Para comenzar, vamos a decir que contrato es por excelencia un instrumento jurídico de un acuerdo de voluntades que se manifiesta en común entre dos o más personas (físicas o jurídicas) por escrito. Sus cláusulas regulan las relaciones entre los firmantes en una determinada materia. A la hora de determinar el contenido de cualquier tipo de contrato, también deben estipularse, de manera obligatoria, tres elementos fundamentales: los datos relativos a los sujetos que lo suscriben, los fundamentos de la prestación y contraprestación que se establece, y la forma en la que se da el visto bueno a aquel por parte de las dos partes implicadas.

Muchos son los tipos de contratos que existen, no obstante, entre los más significativos se pueden mencionar:

  • Contrato Privado: es el realizado directamente por las personas que lo suscriben.
  • Contrato Público: el que se encuentra autorizado por empleados públicos.
  • Contrato Formal.
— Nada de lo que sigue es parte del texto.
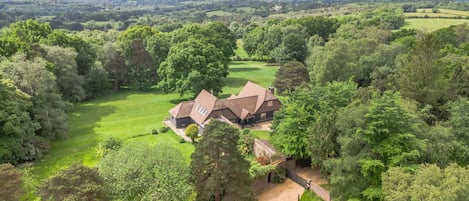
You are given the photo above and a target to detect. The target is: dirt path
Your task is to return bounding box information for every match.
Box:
[256,179,305,201]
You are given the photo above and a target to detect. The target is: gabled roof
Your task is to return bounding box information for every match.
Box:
[223,96,257,119]
[169,82,278,125]
[237,81,277,113]
[169,100,194,118]
[190,90,217,125]
[239,108,254,120]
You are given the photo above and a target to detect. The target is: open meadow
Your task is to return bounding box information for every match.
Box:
[404,8,469,18]
[23,62,278,196]
[401,18,469,32]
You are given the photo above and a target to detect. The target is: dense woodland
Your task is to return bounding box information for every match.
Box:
[0,1,469,200]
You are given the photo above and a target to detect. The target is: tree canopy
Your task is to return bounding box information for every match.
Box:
[191,120,253,201]
[99,143,192,201]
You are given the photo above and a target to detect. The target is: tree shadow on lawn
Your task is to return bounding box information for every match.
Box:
[33,96,122,181]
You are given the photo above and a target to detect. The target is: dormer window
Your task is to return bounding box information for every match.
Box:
[196,105,207,116]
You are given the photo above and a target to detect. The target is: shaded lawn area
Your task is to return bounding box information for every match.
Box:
[30,62,278,187]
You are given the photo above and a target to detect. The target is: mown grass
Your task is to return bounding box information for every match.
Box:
[404,8,469,17]
[27,62,277,200]
[206,10,233,17]
[235,39,249,59]
[401,18,469,31]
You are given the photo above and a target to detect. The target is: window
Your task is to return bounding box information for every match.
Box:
[196,105,208,116]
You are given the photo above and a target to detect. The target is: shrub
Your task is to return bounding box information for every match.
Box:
[179,137,186,144]
[249,162,276,179]
[103,137,122,150]
[238,129,254,156]
[159,126,169,133]
[256,156,270,165]
[184,124,199,142]
[272,167,286,183]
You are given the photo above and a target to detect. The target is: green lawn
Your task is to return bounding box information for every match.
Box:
[235,39,249,59]
[401,18,469,31]
[207,10,233,17]
[23,62,278,198]
[404,8,469,17]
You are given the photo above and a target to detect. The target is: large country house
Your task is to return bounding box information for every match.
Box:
[169,82,281,128]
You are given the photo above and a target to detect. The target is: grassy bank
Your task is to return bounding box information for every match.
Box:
[23,62,277,198]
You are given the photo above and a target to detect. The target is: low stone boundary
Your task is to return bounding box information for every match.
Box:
[287,166,331,201]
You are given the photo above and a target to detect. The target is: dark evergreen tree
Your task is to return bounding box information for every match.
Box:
[191,120,253,201]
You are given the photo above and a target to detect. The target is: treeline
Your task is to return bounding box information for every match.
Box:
[0,120,254,201]
[0,20,236,164]
[236,6,469,200]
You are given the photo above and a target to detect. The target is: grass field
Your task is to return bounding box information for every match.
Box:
[23,62,277,196]
[235,39,249,59]
[206,10,233,17]
[404,8,469,18]
[401,18,469,31]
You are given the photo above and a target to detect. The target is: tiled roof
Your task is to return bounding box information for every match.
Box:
[223,96,258,117]
[169,100,194,118]
[237,81,277,113]
[190,90,217,124]
[169,82,277,125]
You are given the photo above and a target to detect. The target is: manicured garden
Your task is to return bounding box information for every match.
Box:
[25,62,277,187]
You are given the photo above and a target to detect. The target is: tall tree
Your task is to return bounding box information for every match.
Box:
[43,46,86,102]
[274,62,309,94]
[98,43,127,91]
[39,163,108,200]
[0,163,24,201]
[44,30,96,76]
[158,38,228,95]
[270,26,308,64]
[2,19,52,56]
[99,143,192,201]
[326,92,422,200]
[119,26,158,90]
[84,61,112,99]
[272,82,356,161]
[0,54,69,139]
[396,33,449,113]
[191,120,253,201]
[0,79,40,164]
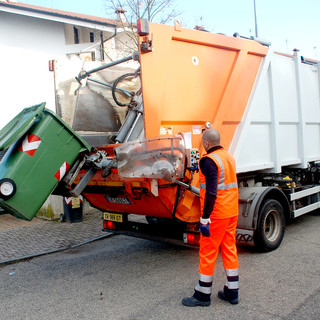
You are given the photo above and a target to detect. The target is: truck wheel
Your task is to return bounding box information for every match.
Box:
[254,199,285,252]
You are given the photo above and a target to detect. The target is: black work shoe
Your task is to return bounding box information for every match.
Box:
[218,290,239,304]
[182,297,211,307]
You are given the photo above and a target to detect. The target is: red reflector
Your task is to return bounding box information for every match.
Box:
[103,220,116,230]
[137,19,149,36]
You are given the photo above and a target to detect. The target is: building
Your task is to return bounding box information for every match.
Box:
[0,0,132,127]
[0,0,135,219]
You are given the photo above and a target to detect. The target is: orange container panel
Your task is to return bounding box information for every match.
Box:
[140,23,268,149]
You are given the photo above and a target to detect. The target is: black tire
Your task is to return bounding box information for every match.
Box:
[254,199,285,252]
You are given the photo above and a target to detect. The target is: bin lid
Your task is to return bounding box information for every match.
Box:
[0,102,46,151]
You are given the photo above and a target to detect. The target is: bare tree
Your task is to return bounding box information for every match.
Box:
[106,0,180,23]
[105,0,180,54]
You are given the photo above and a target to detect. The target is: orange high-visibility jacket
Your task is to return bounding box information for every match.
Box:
[200,148,239,219]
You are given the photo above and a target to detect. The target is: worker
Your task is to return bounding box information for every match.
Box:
[182,128,239,307]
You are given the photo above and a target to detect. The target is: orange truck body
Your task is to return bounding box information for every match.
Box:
[80,23,268,223]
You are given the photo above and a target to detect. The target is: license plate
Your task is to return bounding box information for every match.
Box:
[106,197,131,204]
[103,212,123,222]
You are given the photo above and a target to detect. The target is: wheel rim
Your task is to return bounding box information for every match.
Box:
[264,210,281,242]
En este caso, se trata del contrato que, tal y como establece la legislación pertinente, cuenta con una manera muy concreta de consentimiento por parte de los sujetos que intervienen en él.
  • Contrato Bilateral: establece que quienes los suscriben contraen desde ese mismo momento una serie de obligaciones.

La mayoría de los sistemas jurídicos exige que los contratos cumplan con tres requisitos: el consentimiento (la voluntad de las partes), el objeto (las cosas o servicios que pueden ingresar en el ámbito del comercio) y la causa (el motivo que lleva a las partes a celebrar el contrato).1

La traducción de contratos cada día se hace más necesaria conforme van aumentando las relaciones internacionales y es que cada vez hay más empresas operando a nivel internacional, y se hace muy necesario que se establezcan por escrito las condiciones de trabajo, los convenios que celebren así como las obligaciones que ambas partes firmantes contraen. De este modo, las partes se vinculan de forma legal.
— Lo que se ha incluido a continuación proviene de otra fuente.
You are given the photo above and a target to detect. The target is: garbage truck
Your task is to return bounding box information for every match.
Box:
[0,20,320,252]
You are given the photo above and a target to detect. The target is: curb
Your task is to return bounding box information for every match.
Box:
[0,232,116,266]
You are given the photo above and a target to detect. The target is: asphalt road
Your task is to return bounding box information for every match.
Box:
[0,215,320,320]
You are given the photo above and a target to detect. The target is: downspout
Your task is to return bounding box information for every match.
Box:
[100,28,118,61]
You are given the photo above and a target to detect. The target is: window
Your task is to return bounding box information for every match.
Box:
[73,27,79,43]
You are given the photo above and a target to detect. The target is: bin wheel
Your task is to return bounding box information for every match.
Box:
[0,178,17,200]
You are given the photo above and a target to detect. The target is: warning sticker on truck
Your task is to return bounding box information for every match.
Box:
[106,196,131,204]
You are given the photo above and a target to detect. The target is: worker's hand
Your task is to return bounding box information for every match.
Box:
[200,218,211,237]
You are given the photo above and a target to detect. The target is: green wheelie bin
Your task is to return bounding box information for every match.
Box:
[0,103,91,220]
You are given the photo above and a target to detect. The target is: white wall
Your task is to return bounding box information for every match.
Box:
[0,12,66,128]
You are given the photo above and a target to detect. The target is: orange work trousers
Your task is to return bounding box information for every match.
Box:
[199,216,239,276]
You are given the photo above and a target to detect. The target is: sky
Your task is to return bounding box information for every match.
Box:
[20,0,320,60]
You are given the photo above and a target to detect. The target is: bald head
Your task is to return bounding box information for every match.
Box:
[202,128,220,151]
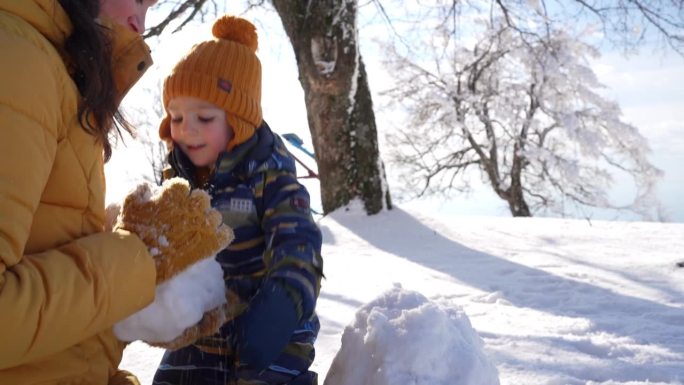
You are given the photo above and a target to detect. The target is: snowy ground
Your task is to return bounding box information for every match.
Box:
[121,202,684,385]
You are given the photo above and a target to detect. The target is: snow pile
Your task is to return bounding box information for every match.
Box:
[324,284,499,385]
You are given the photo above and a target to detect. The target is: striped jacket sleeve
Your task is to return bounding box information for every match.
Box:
[262,170,323,320]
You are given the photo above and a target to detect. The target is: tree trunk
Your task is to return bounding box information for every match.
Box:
[506,144,532,217]
[273,0,391,214]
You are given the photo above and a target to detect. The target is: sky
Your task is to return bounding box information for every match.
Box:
[121,203,684,385]
[106,2,684,223]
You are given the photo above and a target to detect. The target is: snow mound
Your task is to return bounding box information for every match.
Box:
[324,285,499,385]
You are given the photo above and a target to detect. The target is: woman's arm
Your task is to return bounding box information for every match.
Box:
[0,30,155,370]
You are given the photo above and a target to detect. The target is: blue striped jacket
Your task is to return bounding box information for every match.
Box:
[164,122,323,372]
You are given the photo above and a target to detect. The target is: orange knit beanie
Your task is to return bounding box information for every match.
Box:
[159,15,262,150]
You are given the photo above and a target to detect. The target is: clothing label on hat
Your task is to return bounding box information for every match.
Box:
[216,78,233,93]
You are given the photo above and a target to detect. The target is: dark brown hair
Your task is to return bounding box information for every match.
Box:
[59,0,134,161]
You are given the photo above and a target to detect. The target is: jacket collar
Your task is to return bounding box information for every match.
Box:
[0,0,152,99]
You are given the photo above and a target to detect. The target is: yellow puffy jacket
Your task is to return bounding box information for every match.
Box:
[0,0,155,385]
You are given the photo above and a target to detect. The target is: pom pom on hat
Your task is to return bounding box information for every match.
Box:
[211,15,259,52]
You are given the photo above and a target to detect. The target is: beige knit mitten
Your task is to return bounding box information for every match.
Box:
[114,178,234,349]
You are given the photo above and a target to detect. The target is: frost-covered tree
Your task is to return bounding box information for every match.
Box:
[387,22,661,216]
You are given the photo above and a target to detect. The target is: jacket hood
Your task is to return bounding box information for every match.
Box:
[0,0,152,100]
[0,0,73,47]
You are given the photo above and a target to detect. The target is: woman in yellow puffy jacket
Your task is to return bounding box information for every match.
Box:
[0,0,155,385]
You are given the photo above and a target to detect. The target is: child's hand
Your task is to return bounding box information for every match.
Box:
[114,178,233,349]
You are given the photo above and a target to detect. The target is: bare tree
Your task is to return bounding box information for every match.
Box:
[273,0,391,214]
[138,0,684,214]
[388,21,661,217]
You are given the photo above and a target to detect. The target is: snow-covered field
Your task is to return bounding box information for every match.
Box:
[121,202,684,385]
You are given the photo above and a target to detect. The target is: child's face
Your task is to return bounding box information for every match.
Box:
[167,96,233,168]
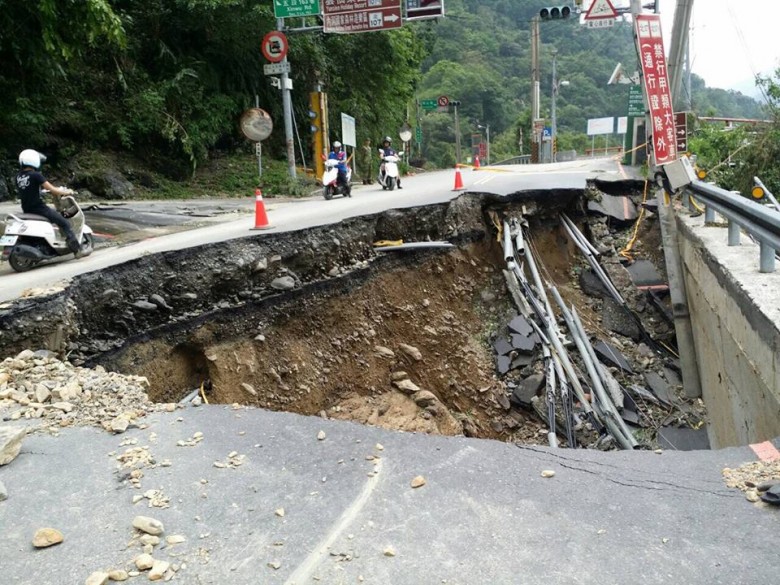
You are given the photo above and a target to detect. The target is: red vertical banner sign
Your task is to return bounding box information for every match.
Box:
[634,14,677,165]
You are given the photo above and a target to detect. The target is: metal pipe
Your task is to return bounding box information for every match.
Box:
[561,213,601,258]
[504,222,515,262]
[758,242,775,272]
[729,219,740,246]
[571,309,637,449]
Todos los contratos dan lugar a efectos jurídicos, que son las obligaciones exigibles establecidas en su contenido. Eso hace que la traducción de contratos sea muy rigurosa para reproducir el significado fielmente deseado y necesario, ya que, algo que a simple vista parece un simple termino, podría cambiar jurídicamente la intención del texto. Por ejemplo, domicilio y residencia, nulidad y anulabilidad, no tienen el mismo significado, aunque puedan parecer iguales. Tampoco podemos confundir entre arrendador y arrendatario. Como traductores, sería un gran error caer en la tentación de hacer nuestra propia interpretación si el texto no lo permite. A lo mucho podemos elaborar las conocidas notas del traductor para explicar nuestra traducción o advertir sobre posibles ambigüedades. Podemos hacer uso de las mismas cuando no existe una equivalencia clara en la traducción de instituciones, cargos, títulos, etc. Recordemos que los sistemas jurídicos son diferentes. Un claro ejemplo es el sistema anglosajón y el continental por lo que aquí el traductor profesional se enfrenta a una dificultad añadida.
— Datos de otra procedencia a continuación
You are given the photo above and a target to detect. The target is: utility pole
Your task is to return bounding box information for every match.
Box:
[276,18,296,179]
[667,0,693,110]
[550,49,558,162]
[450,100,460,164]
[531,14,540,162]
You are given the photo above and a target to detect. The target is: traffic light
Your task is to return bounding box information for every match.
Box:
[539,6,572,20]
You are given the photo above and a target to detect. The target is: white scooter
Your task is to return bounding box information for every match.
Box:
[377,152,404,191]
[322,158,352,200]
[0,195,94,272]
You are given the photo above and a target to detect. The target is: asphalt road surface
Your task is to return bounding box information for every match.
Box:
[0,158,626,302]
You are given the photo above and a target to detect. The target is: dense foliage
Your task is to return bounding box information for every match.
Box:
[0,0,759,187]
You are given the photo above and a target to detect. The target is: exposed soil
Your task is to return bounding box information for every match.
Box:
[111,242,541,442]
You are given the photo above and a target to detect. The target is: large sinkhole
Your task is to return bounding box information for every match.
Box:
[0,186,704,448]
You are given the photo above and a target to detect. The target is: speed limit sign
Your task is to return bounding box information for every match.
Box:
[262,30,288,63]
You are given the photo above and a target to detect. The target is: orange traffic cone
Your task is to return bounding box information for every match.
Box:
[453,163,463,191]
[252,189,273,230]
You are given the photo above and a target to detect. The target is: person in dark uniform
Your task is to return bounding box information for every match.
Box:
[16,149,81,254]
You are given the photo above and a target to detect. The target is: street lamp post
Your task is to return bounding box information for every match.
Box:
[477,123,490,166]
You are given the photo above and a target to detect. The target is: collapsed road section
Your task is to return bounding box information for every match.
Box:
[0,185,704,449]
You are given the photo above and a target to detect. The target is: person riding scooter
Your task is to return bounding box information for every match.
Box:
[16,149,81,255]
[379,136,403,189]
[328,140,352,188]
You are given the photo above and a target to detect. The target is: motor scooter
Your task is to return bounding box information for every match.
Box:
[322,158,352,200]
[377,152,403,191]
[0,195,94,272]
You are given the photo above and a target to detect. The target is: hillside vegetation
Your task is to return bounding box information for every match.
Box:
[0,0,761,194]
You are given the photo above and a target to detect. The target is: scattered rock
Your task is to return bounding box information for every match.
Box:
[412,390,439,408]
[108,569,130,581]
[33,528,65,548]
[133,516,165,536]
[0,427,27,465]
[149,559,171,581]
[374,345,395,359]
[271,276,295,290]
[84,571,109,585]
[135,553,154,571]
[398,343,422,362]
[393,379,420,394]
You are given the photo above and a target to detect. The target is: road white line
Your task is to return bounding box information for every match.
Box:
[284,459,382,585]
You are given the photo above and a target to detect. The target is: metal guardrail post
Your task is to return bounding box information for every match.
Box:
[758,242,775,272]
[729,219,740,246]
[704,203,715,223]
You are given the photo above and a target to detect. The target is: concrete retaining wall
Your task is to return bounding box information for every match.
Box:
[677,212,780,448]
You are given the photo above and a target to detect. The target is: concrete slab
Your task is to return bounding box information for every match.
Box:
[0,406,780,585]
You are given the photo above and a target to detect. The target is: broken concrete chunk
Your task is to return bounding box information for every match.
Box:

Dicho lo anterior, podemos concluir que las consecuencias de una mala traducción de un contrato son inmediatas, ya que distorsiona la intención que las partes querían dar al texto, generando problemas de interpretación a quienes deben aplicarlo. Potencialmente tiene un impacto aún mayor a largo plazo, en caso de litigio, cuando la distorsión de lo que las partes quisieron decir puede llevar a una resolución injusta o contraria a la intención inicial de las partes. Para disminuir estos riesgos, estos costos, estos malestares indeseados, es muy importante contratar los servicios de una compañía de traducción o de un traductor profesional especializado en este tema.